ASSUMPTIONS
WHEN MOLLY LEARNED that her brother had met the Man Who Loves Provo, she knew immediately that she too should have the experience. She even had a question of her own already formed; it had nothing to do with rainbows--or with mirrors. It was instead, she felt, more rhetorical than interrogative.
Columbus, ever the mindful brother, helped her as best he could: he told her exactly where they had met, and the time, and all of the other details: his description, right to a tee: the clothes he wore, the height he had; his weight; and all of the other important physical characteristics that would help her to make the identification: the hairline, the leathery skin, the sweat glands; the tonal quality in his voice.
Lulu, overhearing the conversation, interrupted: "Don’t count on it," she said. "You never see the Man when you’re looking for him." She paused and looked at each of her children, aging and maturing with a grace she wished she still had. "He comes to you."
"But that’s not true," Columbus insisted. "I tracked him down. He walked right past me. And I turned and had to catch up with him, and then I asked him if the mirror was colorless."
"But," Lulu returned, "he passed you." She looked hard at her son, then to her daughter, raised an eyebrow. "Am I right?"
Molly, for her own part, would not be swayed; she began her search in earnest. For weeks, for months, for a year, she walked the streets of Provo, looking for the Man Who Loves Provo. And as she walked, she practiced her question. She perfected her question.
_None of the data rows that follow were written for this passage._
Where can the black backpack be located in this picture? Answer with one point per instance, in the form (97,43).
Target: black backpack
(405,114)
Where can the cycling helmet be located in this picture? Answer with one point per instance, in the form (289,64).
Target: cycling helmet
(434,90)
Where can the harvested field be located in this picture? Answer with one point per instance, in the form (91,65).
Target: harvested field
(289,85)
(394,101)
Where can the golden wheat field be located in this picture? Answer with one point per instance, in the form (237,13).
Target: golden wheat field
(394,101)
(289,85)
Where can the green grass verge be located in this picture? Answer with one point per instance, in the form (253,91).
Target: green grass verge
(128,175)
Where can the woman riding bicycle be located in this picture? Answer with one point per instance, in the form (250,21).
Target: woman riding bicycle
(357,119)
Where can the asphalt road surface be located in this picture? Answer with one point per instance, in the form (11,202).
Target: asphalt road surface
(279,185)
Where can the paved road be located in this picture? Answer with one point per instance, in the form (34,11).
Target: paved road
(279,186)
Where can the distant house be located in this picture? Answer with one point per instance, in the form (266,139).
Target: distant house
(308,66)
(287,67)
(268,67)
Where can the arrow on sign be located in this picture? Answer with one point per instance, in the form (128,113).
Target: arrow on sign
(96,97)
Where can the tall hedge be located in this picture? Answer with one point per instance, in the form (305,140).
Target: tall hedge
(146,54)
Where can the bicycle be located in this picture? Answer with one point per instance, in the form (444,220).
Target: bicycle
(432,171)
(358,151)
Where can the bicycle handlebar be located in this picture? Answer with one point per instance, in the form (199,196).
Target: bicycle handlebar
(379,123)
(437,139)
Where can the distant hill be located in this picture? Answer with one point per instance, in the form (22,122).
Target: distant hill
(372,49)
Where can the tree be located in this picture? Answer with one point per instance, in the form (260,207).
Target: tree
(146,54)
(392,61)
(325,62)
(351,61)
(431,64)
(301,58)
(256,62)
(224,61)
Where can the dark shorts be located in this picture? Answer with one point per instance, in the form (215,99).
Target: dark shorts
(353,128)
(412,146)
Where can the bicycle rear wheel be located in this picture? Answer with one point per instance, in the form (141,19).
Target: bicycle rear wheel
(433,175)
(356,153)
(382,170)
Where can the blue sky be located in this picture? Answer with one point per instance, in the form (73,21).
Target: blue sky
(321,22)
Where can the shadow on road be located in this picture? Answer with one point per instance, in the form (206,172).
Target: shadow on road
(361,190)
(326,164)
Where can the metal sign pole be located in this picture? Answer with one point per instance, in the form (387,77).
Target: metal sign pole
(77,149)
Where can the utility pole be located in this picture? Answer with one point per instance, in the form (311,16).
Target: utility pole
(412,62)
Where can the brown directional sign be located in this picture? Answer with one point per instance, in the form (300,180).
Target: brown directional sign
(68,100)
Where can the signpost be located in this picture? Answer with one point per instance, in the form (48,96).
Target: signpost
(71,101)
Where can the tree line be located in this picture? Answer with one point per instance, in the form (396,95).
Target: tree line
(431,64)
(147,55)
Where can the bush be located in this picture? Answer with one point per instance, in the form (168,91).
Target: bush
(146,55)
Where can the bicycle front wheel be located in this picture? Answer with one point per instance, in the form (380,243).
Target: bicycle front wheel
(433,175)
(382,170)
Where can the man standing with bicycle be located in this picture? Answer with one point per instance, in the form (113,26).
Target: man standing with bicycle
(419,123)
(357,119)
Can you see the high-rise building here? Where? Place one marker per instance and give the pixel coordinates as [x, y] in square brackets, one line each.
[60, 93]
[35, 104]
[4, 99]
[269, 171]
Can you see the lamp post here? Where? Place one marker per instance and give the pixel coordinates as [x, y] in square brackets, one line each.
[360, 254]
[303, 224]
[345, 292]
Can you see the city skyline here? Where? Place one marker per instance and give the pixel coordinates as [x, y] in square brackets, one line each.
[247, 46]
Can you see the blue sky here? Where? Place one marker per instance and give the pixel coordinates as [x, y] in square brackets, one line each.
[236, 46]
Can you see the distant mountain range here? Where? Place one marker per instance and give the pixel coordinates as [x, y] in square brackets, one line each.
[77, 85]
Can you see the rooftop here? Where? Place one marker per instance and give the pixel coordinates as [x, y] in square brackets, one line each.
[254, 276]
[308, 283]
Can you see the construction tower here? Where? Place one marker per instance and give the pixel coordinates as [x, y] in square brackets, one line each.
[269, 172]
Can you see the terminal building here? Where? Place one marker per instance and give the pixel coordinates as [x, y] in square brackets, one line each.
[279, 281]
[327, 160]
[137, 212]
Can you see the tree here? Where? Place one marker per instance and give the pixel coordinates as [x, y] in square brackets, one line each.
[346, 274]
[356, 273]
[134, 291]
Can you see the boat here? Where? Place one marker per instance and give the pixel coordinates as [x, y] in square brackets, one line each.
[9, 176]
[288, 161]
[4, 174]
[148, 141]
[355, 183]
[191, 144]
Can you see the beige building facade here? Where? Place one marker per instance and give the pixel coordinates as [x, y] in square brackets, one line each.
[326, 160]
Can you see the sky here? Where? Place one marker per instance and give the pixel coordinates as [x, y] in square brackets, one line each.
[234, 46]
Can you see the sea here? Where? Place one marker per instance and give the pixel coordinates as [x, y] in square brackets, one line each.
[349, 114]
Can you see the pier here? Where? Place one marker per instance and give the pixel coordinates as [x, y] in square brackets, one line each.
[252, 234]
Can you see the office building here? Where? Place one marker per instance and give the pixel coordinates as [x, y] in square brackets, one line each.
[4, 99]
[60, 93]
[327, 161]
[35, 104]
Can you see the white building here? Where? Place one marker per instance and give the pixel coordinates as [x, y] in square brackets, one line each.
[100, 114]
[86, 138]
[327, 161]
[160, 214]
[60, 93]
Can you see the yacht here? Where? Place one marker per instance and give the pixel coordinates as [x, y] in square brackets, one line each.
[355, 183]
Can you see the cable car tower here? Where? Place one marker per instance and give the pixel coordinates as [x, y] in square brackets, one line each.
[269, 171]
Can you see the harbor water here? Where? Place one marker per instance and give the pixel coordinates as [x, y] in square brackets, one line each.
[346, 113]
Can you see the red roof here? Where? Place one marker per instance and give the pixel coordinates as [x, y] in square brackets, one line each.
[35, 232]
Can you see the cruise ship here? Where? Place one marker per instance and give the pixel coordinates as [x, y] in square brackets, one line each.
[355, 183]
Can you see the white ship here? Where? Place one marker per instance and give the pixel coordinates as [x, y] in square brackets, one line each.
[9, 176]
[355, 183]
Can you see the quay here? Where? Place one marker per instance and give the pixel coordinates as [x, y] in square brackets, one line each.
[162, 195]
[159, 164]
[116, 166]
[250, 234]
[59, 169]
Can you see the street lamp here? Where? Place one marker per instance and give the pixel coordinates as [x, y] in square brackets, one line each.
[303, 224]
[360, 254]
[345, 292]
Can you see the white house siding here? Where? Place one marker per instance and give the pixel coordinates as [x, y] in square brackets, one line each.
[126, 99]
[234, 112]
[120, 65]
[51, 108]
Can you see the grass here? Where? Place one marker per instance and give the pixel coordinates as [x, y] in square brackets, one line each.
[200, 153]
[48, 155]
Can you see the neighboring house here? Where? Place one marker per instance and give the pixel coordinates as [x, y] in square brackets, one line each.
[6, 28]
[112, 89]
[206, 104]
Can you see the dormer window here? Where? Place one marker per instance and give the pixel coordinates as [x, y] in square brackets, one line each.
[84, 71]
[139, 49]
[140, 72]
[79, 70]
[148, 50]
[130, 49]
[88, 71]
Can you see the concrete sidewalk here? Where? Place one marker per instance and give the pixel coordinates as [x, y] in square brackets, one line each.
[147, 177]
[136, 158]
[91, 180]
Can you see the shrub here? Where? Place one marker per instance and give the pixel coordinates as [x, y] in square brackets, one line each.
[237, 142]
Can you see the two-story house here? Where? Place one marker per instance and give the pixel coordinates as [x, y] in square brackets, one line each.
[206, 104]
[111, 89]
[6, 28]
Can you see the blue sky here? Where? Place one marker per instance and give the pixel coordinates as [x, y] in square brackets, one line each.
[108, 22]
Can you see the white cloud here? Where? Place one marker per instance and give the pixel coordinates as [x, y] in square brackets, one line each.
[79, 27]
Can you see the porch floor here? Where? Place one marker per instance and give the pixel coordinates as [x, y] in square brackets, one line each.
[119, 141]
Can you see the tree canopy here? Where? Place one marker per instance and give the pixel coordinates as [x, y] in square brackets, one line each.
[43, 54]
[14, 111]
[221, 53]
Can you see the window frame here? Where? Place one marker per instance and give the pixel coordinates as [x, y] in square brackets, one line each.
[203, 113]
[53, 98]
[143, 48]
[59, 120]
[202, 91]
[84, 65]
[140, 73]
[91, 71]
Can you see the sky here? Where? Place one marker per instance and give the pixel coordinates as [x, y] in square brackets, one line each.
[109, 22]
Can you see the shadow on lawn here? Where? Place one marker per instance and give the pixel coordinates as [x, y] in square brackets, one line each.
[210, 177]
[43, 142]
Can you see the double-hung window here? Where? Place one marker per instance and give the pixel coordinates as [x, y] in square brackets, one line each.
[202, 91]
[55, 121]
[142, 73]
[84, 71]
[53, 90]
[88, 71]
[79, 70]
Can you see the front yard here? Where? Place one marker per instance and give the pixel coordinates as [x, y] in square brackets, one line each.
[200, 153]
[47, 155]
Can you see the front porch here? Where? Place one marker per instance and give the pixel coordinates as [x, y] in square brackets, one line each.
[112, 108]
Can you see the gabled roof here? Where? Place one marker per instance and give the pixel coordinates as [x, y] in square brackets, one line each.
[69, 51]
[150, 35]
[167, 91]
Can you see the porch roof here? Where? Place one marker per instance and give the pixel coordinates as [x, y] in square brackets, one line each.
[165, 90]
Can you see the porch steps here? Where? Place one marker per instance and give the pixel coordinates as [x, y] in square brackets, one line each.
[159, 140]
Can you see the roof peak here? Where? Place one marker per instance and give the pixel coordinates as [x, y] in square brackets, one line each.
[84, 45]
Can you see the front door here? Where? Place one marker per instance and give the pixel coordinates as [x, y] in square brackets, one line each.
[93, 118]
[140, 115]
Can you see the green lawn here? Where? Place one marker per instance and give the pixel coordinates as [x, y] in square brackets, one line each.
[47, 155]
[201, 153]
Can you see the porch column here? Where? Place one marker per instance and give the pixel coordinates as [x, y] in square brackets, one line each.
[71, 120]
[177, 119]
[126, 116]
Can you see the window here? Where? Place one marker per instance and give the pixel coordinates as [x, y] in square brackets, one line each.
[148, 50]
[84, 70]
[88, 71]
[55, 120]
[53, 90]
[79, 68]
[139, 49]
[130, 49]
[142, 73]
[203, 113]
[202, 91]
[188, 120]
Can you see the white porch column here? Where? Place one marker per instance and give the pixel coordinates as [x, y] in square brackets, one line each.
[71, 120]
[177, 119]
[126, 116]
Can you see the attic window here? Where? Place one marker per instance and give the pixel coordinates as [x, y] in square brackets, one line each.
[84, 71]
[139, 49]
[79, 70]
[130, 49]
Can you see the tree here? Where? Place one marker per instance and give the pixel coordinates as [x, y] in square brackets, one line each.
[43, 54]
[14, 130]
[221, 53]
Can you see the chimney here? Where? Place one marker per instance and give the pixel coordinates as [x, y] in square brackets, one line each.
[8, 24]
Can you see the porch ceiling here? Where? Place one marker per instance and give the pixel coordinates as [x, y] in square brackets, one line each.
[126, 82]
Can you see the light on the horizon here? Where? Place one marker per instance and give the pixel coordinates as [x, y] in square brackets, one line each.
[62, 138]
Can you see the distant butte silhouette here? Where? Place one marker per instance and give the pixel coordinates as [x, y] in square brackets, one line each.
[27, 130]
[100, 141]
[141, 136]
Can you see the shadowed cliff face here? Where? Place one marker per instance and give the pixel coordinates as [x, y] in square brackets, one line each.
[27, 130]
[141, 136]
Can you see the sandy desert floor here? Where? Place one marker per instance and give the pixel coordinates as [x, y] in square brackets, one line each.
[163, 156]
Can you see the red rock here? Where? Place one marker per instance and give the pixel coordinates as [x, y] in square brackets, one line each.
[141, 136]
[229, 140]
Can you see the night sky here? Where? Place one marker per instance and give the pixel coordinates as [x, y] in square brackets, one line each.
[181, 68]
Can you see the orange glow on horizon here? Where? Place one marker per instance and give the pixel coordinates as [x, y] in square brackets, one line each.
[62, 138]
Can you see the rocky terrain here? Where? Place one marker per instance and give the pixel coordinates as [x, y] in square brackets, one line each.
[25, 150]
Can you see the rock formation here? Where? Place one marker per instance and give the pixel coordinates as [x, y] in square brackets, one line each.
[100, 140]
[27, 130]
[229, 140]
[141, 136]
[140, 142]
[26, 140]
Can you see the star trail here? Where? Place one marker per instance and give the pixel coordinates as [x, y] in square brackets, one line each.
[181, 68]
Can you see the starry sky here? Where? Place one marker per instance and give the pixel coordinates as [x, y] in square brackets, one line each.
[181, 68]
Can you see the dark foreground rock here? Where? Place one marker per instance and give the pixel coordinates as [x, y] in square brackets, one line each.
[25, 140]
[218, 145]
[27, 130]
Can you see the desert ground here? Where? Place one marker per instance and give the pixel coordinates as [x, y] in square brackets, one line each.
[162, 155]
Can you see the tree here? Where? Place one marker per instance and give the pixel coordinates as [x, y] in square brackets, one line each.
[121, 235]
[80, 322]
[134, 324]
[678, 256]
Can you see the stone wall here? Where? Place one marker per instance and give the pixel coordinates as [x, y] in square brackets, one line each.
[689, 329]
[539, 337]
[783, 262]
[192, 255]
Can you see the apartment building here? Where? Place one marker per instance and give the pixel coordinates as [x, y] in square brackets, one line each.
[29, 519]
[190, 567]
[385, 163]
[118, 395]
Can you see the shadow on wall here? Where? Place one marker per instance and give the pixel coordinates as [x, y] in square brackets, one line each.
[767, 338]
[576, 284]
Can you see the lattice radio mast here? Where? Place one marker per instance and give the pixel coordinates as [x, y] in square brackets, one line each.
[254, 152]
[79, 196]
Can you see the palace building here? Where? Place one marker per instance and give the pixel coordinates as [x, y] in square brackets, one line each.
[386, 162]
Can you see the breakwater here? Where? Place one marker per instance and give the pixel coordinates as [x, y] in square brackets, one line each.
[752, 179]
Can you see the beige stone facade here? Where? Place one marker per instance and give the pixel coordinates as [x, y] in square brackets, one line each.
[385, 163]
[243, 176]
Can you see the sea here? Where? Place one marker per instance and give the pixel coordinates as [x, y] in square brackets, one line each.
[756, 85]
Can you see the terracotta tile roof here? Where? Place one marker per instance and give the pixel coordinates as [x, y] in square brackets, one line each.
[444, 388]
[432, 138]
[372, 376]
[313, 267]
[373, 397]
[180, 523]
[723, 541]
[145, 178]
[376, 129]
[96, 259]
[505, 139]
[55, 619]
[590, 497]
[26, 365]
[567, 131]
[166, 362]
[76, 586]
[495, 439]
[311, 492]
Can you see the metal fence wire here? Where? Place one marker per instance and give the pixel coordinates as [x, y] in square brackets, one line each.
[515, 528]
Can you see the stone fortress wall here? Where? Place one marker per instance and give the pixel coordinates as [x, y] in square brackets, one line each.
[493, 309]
But as she practiced her perfection, she began to tire of her question. And as she tired of her question, she discarded her question. And formulated another. Until she had grown tired of that one too. And then replaced it.
On and on it went, the constant replacing. For weeks, for months, for a year.
Of course, the predictable happened: Molly tired not only of the questions, but of her search for the Man Who Loves Provo. She grew tired of walking the streets, looking for something that wasn’t even there.
And then the next predictable thing occurred: Once she had stopped looking for the Man Who Loves Provo, he appeared. He was in his usual way, walking and mumbling, scuffling his feet along the pavement.
Molly, of course, had forgotten her questions, but she approached him nonetheless.
He sensed her approach and stopped. They stared.
Molly, numb and now looking for the first time at this Man Who Loves Provo, recognized by sight the thing that, until now, she had only heard of by sound. Though he was not agitated--as she had so often been told--or panting, or breathing hard--as she had so often been warned--he was, instead, calm. On the surface. But the familiar, well-known trail of sweat slowly began to form at the hairline, and then slide down across his forehead, finding the creases of his face and making a way down to his chin, in obedience to gravity and to natural law.
Suddenly, almost in a panic--but not quite in a panic--Molly blurted out, not one, but two questions, nearly identical to the other: "Why do you love Provo?" she asked. Pause. "How can you love Provo?"
The Man Who Loves Provo, never alarmed at the surprises that seemed to always come his way, replied with nary a waver: "I’d be careful about making too many assumptions."